16 December – Lisa Sauermann: On the cap-set problem and the slice rank polynomial method (Kovalevskaya Colloquium)
In 2016, Ellenberg and Gijswijt made a breakthrough on the so-called cap-set problem, which is an important problem in additive combinatorics. The problem asks the following: what is the maximum size of a subset of \mathbb{F}_3^n without a three-term arithmetic progression (i.e. without three distinct vectors x, y and z in the set such that x+z=2y)? Ellenberg and Gijswijt proved that any such subset has size at most 2.756^n. Their proof was later reformulated by Tao, introducing what is now called the slice rank polynomial method. This method has also led to progress on several other problems in extremal and additive combinatorics.
This talk will give some background on the cap-set problem, and then explain Tao’s proof of the Ellenberg-Gijswijt bound via the slice rank polynomial method. Sauermann will also discuss some related problems and results.

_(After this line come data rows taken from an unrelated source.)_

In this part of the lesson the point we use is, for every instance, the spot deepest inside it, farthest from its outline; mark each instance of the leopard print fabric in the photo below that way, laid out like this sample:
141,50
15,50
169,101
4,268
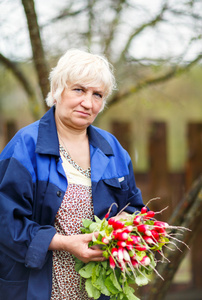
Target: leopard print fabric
77,204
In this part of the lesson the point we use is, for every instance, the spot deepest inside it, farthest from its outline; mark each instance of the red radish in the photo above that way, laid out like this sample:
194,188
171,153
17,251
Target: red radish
120,254
105,240
155,234
142,228
150,214
140,247
134,263
161,224
117,224
144,210
126,256
148,240
114,252
112,262
107,216
137,220
121,243
129,245
122,236
135,239
145,261
111,221
128,229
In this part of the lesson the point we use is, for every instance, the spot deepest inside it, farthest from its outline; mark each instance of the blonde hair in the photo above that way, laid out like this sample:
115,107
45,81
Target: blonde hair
80,67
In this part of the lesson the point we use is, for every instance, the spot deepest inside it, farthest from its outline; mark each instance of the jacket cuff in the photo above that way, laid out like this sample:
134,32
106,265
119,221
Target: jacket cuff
37,253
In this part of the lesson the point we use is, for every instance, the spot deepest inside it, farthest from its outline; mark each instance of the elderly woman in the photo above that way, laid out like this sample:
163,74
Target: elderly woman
55,172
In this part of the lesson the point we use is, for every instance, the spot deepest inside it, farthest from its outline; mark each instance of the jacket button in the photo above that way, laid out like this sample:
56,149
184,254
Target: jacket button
59,193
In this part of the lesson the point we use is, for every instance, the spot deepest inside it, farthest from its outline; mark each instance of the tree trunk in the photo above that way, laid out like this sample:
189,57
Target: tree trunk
37,47
32,99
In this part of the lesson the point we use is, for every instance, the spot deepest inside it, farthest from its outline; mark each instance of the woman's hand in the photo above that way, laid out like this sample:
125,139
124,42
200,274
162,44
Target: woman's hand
77,245
124,215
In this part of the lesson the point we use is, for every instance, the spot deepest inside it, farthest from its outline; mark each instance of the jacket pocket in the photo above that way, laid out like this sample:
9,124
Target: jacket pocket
10,290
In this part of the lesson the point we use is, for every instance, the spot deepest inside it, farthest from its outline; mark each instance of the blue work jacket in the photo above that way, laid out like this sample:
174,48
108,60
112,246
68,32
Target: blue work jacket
32,186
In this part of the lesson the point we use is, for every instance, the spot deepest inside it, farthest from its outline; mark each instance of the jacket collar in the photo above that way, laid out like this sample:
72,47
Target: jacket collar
48,143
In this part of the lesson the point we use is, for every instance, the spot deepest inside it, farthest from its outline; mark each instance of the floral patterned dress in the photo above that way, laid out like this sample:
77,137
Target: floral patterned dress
77,204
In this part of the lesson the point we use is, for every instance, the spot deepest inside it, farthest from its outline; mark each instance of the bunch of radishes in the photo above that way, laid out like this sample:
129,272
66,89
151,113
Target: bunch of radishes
131,244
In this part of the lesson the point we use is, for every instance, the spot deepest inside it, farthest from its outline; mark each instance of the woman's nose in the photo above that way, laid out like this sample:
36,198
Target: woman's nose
87,100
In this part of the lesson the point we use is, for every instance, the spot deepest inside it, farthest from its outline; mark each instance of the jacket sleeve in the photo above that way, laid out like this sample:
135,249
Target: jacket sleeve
134,202
21,238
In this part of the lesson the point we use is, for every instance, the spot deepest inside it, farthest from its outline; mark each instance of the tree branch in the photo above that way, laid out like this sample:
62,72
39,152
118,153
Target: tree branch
113,27
137,31
37,47
176,70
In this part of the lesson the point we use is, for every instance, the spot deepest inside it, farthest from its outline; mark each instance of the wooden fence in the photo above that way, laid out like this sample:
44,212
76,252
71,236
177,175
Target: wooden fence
158,181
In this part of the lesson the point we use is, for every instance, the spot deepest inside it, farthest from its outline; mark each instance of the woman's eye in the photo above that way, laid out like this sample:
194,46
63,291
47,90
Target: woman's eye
78,90
98,95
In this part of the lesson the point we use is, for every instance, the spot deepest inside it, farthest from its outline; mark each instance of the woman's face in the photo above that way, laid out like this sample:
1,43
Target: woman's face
79,106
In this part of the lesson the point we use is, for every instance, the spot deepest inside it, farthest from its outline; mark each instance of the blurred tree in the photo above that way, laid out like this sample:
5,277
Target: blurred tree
165,36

Lisa Sauermann is an Assistant Professor in Mathematics at the Massachusetts Institute of Technology (MIT). Her main research area is extremal combinatorics, and in her work she often applies algebraic and probabilistic methods. She is originally from Dresden and completed her undergraduate studies in Bonn. She obtained her PhD in 2019 at Stanford University, and afterwards spent time as a postdoctoral fellow at Stanford University and the Institute for Advanced Study (IAS) in Princeton before moving to MIT in 2021.